第5話 おにいは玲菜がおかわりする分も取っておくこと! わかった!?
『康士郎くん。今度、私とデートしませんか?』
二日後、俺はスマホに電話を掛けてきた優花からデートに誘われた。
恋人になってから、優花とはまだきちんとしたデートをしていなかった。優花とのデートを待ち望んでいた俺は誘いを受諾。それから二人で相談し、デートを行うのは三日後の土曜日に決まった。
ちなみに、優花の連絡先は告白され恋人になったその日に交換した。妹以外では初めて女子の連絡先をスマホに登録できたので、俺が喜んだのは言うまでもない。
「ちょっと作りすぎたな……」
夜、晩ご飯を作り終えた俺はテーブルに並べた料理を見て少し後悔した。
今日のメニューは煮込みハンバーグにレタスとトマトのサラダ、鶏の唐揚げの三種類。一度の晩ご飯としては豪華なメニューと言える。
優花とのデートが決まって俺はテンションが上がっていた。そのテンションが晩ご飯作りに引き継がれたことで、俺は意味もなく張り切ってしまったのだ。

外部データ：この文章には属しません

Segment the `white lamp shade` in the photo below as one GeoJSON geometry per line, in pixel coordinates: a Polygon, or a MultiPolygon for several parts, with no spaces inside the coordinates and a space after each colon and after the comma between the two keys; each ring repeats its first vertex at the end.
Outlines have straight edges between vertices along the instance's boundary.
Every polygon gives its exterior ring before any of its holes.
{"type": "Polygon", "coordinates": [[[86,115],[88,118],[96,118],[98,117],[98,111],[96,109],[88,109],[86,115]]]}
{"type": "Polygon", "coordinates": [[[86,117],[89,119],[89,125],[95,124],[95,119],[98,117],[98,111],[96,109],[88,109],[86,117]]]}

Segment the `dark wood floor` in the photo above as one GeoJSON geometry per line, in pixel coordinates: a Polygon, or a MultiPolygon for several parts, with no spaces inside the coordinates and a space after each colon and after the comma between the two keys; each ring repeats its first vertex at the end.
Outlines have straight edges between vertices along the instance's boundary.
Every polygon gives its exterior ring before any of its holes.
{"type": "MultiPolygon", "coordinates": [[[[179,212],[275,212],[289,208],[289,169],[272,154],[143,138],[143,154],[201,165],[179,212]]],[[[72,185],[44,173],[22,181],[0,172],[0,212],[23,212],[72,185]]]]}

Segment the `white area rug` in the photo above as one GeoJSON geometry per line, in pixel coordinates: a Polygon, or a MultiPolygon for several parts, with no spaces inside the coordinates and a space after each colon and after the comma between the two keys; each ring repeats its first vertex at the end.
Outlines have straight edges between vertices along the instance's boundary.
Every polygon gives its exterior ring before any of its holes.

結果おかず三種類、しかもハンバーグと唐揚げは家族全員が食べてもまだ余りそうなほど作ってしまった。
「ただいまー」
とそのとき、帰宅を告げる女子の声が聞こえたので俺はそちらを振り向く。
「おおっ、おかえり玲菜。もう晩ご飯は作ってるあるからな」
「そう。って、何その量……?」
「すまん。ちょっと作りすぎた」
「今日って誰か誕生日ってわけじゃないよね? なのにこんなたくさん作るとか……。何考えてるのおにい?」
大量のおかずが用意されている光景に呆れる女子の名は、
ボブカットにした輝かしい金髪。少し垢抜けた印象を受けるが、表情にはまだ幼さが残っており、芽吹き始めた女性としての魅力と可愛さが同居している。
体型は小柄だが、バドミントン部に所属し日頃から運動しているため貧弱そうには見えない。その証拠に制服のスカートの下から伸びる足にはほどよく筋肉が付き引き締まっている。
「これだけ多かったら、お父さんとお母さんが帰ってきても消費しきれないよ。どうするのさ?」
「とりあえず、ハンバーグと唐揚げの余りそうな分は作り置き用にするよ」
ハンバーグと唐揚げは作り置きとして冷蔵庫に入れておけば日持ちさせられる。そうすれば明日以降の晩ご飯や昼に食べる弁当のおかずに使えるという寸法だ。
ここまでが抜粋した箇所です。